No entanto, atrás das portas fechadas? Era pura magia, sem nenhum tipo de barreira.
Exatamente o que Blay sempre quis.
– Vai descer para a Primeira Refeição? – Blay perguntou quando as persianas começaram a subir nas janelas.
– Talvez eu apenas fique aqui esperando para comer você quando você voltar.
Ah, sim, aquele grunhido safado estava de volta na voz de Qhuinn, e isso não fez Blay querer voltar para os lençóis?
– Você é... – quando um gemido ecoou, Blay parou no meio do caminho para o banheiro. – Onde está a sua mão?
– Onde você acha que está? – Qhuinn arqueou o corpo, uma presa mordendo o lábio inferior.
Blay pensou na mensagem que não pretendia ignorar.
– Você é terrível.
– Sou mesmo, não sou? – Qhuinn lambeu os lábios. – E você adora.
Blay praguejou e marchou para o banheiro.

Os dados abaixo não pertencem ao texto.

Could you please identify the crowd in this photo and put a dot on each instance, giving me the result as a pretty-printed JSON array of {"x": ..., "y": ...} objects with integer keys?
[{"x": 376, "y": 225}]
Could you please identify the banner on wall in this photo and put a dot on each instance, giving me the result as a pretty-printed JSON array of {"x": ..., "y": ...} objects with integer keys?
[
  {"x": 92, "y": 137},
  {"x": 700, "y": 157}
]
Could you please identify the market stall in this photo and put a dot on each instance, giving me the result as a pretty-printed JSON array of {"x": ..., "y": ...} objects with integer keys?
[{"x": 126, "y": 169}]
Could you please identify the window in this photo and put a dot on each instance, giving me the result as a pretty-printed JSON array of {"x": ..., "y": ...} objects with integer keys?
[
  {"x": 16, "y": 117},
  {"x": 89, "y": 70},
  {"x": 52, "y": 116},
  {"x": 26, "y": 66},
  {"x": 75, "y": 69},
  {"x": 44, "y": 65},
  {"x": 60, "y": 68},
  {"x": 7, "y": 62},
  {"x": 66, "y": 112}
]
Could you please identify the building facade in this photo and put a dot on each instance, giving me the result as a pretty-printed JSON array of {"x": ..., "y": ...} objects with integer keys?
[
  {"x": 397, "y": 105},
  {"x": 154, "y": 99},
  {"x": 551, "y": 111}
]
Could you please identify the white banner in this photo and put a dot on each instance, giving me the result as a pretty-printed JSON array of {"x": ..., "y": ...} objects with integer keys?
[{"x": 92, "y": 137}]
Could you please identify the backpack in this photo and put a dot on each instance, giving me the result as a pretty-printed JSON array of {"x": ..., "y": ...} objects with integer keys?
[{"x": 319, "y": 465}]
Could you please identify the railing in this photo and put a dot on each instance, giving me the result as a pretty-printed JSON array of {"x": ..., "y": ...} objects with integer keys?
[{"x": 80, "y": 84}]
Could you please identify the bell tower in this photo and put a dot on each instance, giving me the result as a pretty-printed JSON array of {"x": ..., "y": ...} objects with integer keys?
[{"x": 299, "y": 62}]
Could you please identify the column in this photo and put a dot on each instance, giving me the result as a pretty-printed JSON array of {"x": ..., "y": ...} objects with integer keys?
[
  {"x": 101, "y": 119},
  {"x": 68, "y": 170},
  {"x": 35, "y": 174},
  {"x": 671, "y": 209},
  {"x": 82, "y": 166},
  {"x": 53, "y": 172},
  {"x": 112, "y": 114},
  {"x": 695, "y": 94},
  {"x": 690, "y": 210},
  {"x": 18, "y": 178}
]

Naquele compasso, ele jamais sairia do quarto...
Como era de se esperar, mesmo após um banho quente e uma rápida barbeada, Qhuinn ainda estava na cama, deitado como um leão, o cabelo escuro bagunçado pelas mãos de Blay, os olhos descombinados semicerrados prometendo todo tipo de ação para quando Blay voltasse.
Gostoso maldito.
– Só vai ficar aí deitado? – Blay o repreendeu a caminho da saída.
– Ah... não sei. Talvez eu me exercite um pouco enquanto você estiver fora – um sibilo seguiu outro daqueles gemidos... e, veja só, o movimento do braço para cima e para baixo sob os lençóis fez Blay pensar em todo tipo de coisa bagunçada, suada e maravilhosa. – Sabe como é importante se exercitar.
Blay cerrou os molares e escancarou a porta.
– Volto logo.
– Leve o tempo que for preciso. Sabe como a antecipação só me deixa mais duro.
– Ah, ‘tá, como se você precisasse de ajuda com isso.
Fechando a porta, ele se rearranjou nas calças folgadas de esporte e praguejou novamente. Era melhor Butch ter um bom motivo para aquilo.
E um problema que pudesse ser facilmente resolvido.
No segundo em que Blay saiu, Qhuinn afastou as cobertas e saiu da cama num pulo. Pegando seu celular na mesinha de cabeceira, ele apertou o botão de enviar na mensagem que já deixara escrita e seguiu para o chuveiro. Felizmente, a água ainda estava quente.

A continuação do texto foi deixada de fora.